High-profile breaches have recently impacted major brands and consumers, demonstrating that no one is immune from attacks. From ransomware and malware to misconfiguration and lack of updates, the root causes vary, but the end results are the same. New noteworthy victims including Under Armour, Panera Bread, Boeing, Sears, Delta, Saks Fifth Avenue and the City of Atlanta who have all had sensitive data stolen on a grand scale.
While these incidents have gained prominence in the headlines, others abound. According to the Identity Theft Resource Center, as of May 1, 2018, there have been 383 breaches resulting in more than 12.9 million records being exposed. The targets are widespread as well, spanning industries such as financial, business, education, government, and healthcare.
This wide swath across major brands and varying industries indicates that data breaches are not isolated. Regardless of the circumstance, no one and no organization is safe from being hacked. This is by no means an exercise in victim-bashing or fear mongering. Rather, it is important to acknowledge reality so it can be addressed thoughtfully and strategically.
This era is encapsulated by one simple fact: because of the lucrative nature of cybercrime, it is here to stay, and traditional approaches to security aren’t enough. It seems abundantly clear that organizations are outmatched against the continuous onslaught of attacks from hackers with a variety of intentions and skill sets.
The new reality
The truth is, there are so many vectors for a cyber attack, that it is logical to assume that virtually all networks have already been compromised. After all, even the most cautious employee can fall prey to common ploys such as social engineering and spear phishing, which uses publicly available information to target users, or a watering hole attack that compromises frequently-accessed URLs to deliver a malicious payload.
Today’s security landscape is multifaceted and rapidly evolving. With nation-state level hacking tools available on the Dark Web, complete with customer support and the availability of Cybercrime as a Service, a prospective hacker doesn’t need to be a seasoned expert. This, in turn, creates an environment ripe to take advantage of organizations ill-prepared for the fight.
With this reality in mind, rather than solely focusing on keeping hackers out, it makes sense to monitor networks for suspicious anomalies and respond if irregularities are detected – a method known as Managed Detection and Response (MDR). Additionally, when combined with other layers of security including firewalls, endpoints, and applications, MDR can be extremely effective in preserving the sanctity of enterprise networks.
A strategic approach
Managed detection and response combines machine learning with human expertise to help overwhelmed organizations analyze network traffic, seek out vulnerabilities, and mitigate threats. This is especially critical due to the amount of “noise” generated by alerts from traditional security solutions. IT teams are figuratively buried in incident alerts and are almost incapacitated as a result.
Visit Innovation Enterprise's Big Data & Analytics Innovation Summit in Sydney on September 17-18, 2018
A classic example of this situation is the now infamous Target hack. The company had literally invested millions in incident response tools, which proved effective in alerting to the attack. However, these notifications were lost in the avalanche of other alerts.

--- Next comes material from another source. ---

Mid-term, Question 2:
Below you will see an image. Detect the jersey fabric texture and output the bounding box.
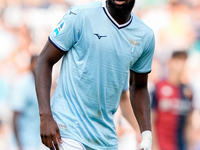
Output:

Typically, IT staff are occupied with supporting daily business functions. They rely on security solutions to bridge the gaps but become frustrated due to the sheer volume of security event reporting and analytics that must be absorbed and addressed. Plus, security systems are siloed solutions and don’t provide an enterprise-wide view of security posture. Managed detection and response is perfectly suited to bypass this challenge. This chart from the National Institute of Standards and Technology (NIST) breaks down cybersecurity standards and best practices, including the elements of managed detection and response:
Managed detection and response
By using a diverse suite of detection and response tools, threat coverage improves dramatically enabling effective and actionable alerting, providing a comprehensive detection and response ecosystem complete with highly actionable data and customized incident response.
This prevents hackers from gaining a foothold and further infiltrating systems and IT professionals can rest easier and spend more time improving business operations as opposed to focusing on demanding security issues.